- StealC panel contained an XSS flaw that let researchers capture system fingerprints, active sessions, and session cookies.
- Leaked panel source code and poor cookie protections exposed operator and customer data, including one actor’s IP and hardware details.
- A single customer, YouTubeTA, used YouTube to distribute the stealer and amassed thousands of logs, hundreds of thousands of passwords, and millions of cookies.
On Jan. 19, 2026, CyberArk researcher Ari Novick disclosed a cross-site scripting (XSS) flaw in the web control panel used by operators of the StealC information stealer, enabling collection of system fingerprints, session monitoring, and cookie theft, according to a report.
StealC first appeared in January 2023 as a Malware-as-a-service product that used YouTube to spread disguised cracked software. The malware later added features such as Telegram bot integration, improved payload delivery, and a redesigned administration panel known as StealC V2.
Weeks after the panel update, its source code was leaked, allowing researchers to analyze operator systems and retrieve active cookies, as detailed in an autopsy and a sample listing. XSS is a client-side injection that runs malicious JavaScript in a victim’s browser when sites fail to validate input, per MDN and a Fortinet explanation.
"By exploiting it, we were able to collect system fingerprints, monitor active sessions, and – in a twist that will surprise no one – steal cookies from the very infrastructure designed to steal them," Novick wrote in the report. The panel lacked basic protections such as httpOnly flags on cookies, leaving session cookies exposed.
Analysis identified a prominent customer named YouTubeTA, which promoted cracked Adobe products on YouTube and gathered over 5,000 logs containing about 390,000 stolen passwords and more than 30 million stolen cookies. Many of those cookies were tracking or non-sensitive cookies rather than high-value credentials.

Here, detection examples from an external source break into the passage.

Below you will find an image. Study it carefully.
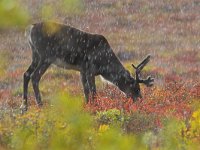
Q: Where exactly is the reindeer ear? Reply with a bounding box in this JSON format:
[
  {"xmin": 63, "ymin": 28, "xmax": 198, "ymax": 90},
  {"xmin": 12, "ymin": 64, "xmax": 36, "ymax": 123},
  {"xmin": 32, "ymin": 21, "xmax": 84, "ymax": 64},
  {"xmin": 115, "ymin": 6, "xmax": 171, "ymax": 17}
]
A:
[{"xmin": 124, "ymin": 70, "xmax": 133, "ymax": 82}]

Researchers also found a single admin account using an Apple M3 machine with English and Russian settings. An operational mistake in mid-July 2025 — failing to use a VPN — revealed a real IP tied to TRK Cable TV, suggesting the operator is a lone actor in an Eastern European, Russian-speaking area.
CyberArk noted that weaknesses in the panel and cookie handling exposed customer data and that similar flaws in other malware services could let researchers and law enforcement gather actionable intelligence, as stated in their report.